HOLLYWOOD — The Philippines’ former first lady Imelda Marcos on Thursday won the first round in her attempt to ban a controversial documentary about her in her homeland.
The Makati Regional Trial Court issued a 20-day temporary restraining order against “Imelda,” which opens in Los Angeles today.
The order against U.S.-based helmer Ramona Diaz’s doc, which won a cinematography award at Sundance, prevented a press screening in Manila Thursday and will set back its Philippines debut, slated for July 7.
In her petition, Marcos argued the film would cause her “extreme and irreparable injury and injustice” and violate her right to privacy.
The pic upset the 74-year-old widow by hinting that she and Ferdinand Marcos amassed illegal wealth during his 21-year rule that ended in the 1986 People Power revolt.
The judge agreed to halt the film and ordered her to post a 100,000 peso ($1,780) bond to stop the public release of the movie while the court deliberated whether to ban it altogether.
Distributor Unitel Pictures will file an appeal.
“Mrs. Marcos signed a release form,” Unitel prexy Tony Gloria said.
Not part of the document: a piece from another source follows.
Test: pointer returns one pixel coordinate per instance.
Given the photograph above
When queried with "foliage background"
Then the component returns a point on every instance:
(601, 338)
Gloria and Baltimore-based Diaz have been in L.A. for the doc’s screening.
“I am surprised, because I heard she liked it,” said Diaz. “She speaks of inaccuracies but she talks in 80% of the film.”
“Imelda” has been playing in New York since June 9 and in San Francisco since June 11, and has made the fest rounds including Rotterdam, New Zealand, Melbourne, Flanders and Valladolid (Spain).